Em tom de contestação, mulheres indígenas de 113 povos tomaram as ruas de Brasília em defesa dos seus territórios, contra a mineração e o genocídio dos povos originários
Por Fran Ribeiro*
Clique aqui para acessar a matéria original no site da Articulação de Mulheres Brasileiras.
Coragem, contestação e força. Essas três palavras podem dar a dimensão do que foi a 1ª Marcha das Mulheres Indígenas para quem não pôde estar neste dia 13 de agosto em Brasília, DF. Mesmo com a presença da Força Nacional, escalada pelo governo Bolsonaro com receio do poder das mulheres, cerca de três mil mulheres de 113 diferentes povos e etnias do Brasil foram às ruas da capital federal em ato que anunciou o tempo todo que a revolução das mulheres já está em curso. Uma revolução que não começou hoje, mas que, nesses últimos quatro dias de Fórum Nacional de Mulheres Indígenas, já se prenunciava e pôde ser afirmada com toda certeza. Esta semana de agosto será lembrada pelo resto da nossa história como o dia do levante das mulheres indígenas frente à colonização, o genocídio, o racismo e o descaso com os territórios.

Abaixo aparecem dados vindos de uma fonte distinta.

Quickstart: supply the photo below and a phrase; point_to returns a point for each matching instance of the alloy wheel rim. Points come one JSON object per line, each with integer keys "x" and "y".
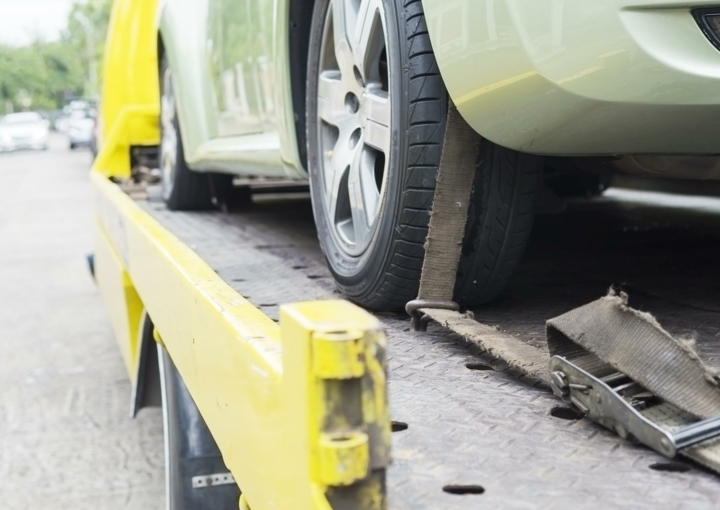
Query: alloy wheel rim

Ainda na concentração, no acampamento na FUNARTE, parlamentares de partidos de esquerda compareceram para apoiar a 1ª Marcha e pontuaram a importância do movimento para a atual conjuntura do país. Para o deputado Paulo Pimenta, do Partido dos Trabalhadores (PT-RS), “as comunidades indígenas são, sim, neste momento, um alvo do interesse violento e perigoso que tem no Brasil como representante Jair Bolsonaro e este clã de milicianos bandidos que tomaram de assalto o Palácio do Planalto. Não há outro caminho que não seja o caminho da luta e da resistência. Da organização popular em defesa da soberania, em defesa da democracia, em defesa do nosso futuro”, enfatizou.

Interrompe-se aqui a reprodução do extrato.